2. If there is an auction down the street, and I have 96 cents in my checking account and my friends and I write checks on my account and we bid up and make off with the entire auction at the expense of other people who have actually saved their money, we have engaged in essentially the same activity as fiat funny-money creation.

3. I'm perfectly fine with you guys making these pathetic excuses for nefarious asset and wealth transfers. Go ahead. Keep arguing your side to the public like this. They don't even understand yet that inflation is a purposeful government program.

Lord Keynes said...

(1) Having been totally destroyed on the Austrian's belief in the Wicksellian natural rate of interest, you quote Paul as if Paul cannot mean here a Wicksellian natural rate. Of course he can. And even if he doesn't, there is nothing morally or economically superior about unregulated markets, or a market based interest rate

(2) Your analogy is worthless.
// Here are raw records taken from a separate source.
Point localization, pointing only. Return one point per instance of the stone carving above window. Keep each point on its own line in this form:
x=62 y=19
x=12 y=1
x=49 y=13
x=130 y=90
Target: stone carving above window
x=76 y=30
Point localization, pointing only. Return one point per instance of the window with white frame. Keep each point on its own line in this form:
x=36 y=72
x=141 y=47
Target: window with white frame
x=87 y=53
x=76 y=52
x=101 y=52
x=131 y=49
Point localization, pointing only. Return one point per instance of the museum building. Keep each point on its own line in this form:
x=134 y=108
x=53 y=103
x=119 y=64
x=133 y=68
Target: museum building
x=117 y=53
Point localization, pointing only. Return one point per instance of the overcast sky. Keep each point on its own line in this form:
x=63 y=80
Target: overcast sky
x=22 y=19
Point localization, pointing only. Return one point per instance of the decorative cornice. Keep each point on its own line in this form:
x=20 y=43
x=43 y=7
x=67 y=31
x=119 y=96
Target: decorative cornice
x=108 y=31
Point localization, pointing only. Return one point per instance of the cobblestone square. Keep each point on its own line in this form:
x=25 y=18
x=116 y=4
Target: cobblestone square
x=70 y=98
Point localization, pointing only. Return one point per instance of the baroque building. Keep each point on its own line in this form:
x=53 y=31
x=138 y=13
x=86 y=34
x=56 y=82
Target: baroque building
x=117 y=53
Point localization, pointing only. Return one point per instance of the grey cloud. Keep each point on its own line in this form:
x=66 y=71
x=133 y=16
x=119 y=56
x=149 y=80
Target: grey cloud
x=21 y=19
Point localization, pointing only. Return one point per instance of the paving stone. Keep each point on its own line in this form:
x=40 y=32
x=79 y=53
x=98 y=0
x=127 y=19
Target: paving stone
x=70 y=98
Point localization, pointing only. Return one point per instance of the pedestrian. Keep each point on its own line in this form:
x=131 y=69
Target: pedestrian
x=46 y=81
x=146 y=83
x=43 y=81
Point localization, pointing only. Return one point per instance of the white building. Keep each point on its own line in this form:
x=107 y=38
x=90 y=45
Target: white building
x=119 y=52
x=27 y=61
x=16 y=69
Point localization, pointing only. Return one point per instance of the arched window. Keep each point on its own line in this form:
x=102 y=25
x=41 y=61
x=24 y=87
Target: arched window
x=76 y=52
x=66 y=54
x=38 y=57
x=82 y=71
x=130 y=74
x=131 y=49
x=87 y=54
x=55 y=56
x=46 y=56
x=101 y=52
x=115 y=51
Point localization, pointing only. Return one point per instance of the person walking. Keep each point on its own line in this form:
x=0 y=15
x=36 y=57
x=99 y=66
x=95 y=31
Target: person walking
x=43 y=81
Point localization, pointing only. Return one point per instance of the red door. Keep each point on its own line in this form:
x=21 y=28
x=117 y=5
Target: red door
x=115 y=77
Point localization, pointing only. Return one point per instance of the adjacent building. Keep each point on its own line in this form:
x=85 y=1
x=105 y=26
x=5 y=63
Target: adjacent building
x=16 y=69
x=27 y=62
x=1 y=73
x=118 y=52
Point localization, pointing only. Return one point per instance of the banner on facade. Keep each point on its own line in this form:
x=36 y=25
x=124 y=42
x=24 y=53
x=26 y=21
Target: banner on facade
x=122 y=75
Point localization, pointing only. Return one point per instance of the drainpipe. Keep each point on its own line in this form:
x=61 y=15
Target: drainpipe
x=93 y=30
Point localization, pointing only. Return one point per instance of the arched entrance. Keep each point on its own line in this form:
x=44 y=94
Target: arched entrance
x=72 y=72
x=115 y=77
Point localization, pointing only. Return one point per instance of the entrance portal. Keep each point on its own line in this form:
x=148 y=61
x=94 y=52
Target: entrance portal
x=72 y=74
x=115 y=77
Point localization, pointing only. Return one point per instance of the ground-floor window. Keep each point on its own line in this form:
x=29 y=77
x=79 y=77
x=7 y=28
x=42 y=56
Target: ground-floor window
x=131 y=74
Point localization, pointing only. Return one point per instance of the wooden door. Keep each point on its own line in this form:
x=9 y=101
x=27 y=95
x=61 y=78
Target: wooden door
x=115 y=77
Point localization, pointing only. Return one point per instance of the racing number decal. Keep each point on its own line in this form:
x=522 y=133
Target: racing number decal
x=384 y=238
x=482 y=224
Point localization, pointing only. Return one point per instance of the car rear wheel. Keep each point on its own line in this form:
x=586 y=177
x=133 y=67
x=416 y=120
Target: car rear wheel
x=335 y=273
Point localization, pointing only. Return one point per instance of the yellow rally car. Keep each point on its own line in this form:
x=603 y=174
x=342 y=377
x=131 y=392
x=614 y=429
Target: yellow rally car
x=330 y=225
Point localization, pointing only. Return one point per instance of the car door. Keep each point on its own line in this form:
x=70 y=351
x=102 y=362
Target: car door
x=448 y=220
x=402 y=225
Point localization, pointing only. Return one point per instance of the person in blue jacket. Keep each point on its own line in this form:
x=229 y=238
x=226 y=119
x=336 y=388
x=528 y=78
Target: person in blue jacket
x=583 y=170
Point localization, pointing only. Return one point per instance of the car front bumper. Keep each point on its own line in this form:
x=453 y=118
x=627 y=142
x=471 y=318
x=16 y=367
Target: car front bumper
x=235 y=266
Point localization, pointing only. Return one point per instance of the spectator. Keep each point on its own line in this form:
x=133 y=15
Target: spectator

Elsewhere you imply that you don't object to voluntray FRB:

"If the depositors aren’t misled and the payees aren’t misled, who cares?"

http://socialdemocracy21stcentury.blogspot.com/2011/10/if-fractional-reserve-banking-is.html?showComment=1317650068819#c5701869836754102910

Which is it?

Bob Roddis said...

1. I've never had any particular interest in the Wicksellian rate of interest. Interest rates should be determined by the parties to transactions. Messing with that process (as funny money must and is designed to do) impairs economic calculation. We might quibble about how, when and where the distortions will occur but occur they will. It's not complicated or obscure. Haven't I said that about 7,000 times?

2. there is nothing morally or economically superior about unregulated markets, or a market based interest rate

Interest rates set by SWAT team backed bureaucrats are immoral because they are based upon the immoral initiation of force. They are inferior because they impair the pricing process that provides individuals with the best knowledge available to set their own prices and interest rates. My position on this isn't complicated or obscure either and I've said it about 7,000 times before. Your bizarre assertions are based on your continuous refusal to comprehend catallactics, human exchange and economic calculation upon which everything Austrian depends.

3. Voluntary arrangements of FRB where all parties are aware of the nature of the beast and the terms of the agreement are quite different than a government issued currency which is legal tender backed only partially by gold or silver but payable in gold or silver upon demand without the participants really understanding the process. I'm big on insisting upon a real "meeting of the mind" in contractual arrangements. As an outsider to these voluntary FRB transactions, they are not my business. Since your world has no humans or scarce resources, you speak only in terms of broad aggregates and historical epochs. Like all “progressives”, you cannot differentiate coercion from non-coercion and fraud from non-fraud.

Badger said...

those who control and monopolize the currency of a nation and then dilute its purchasing power are thieves.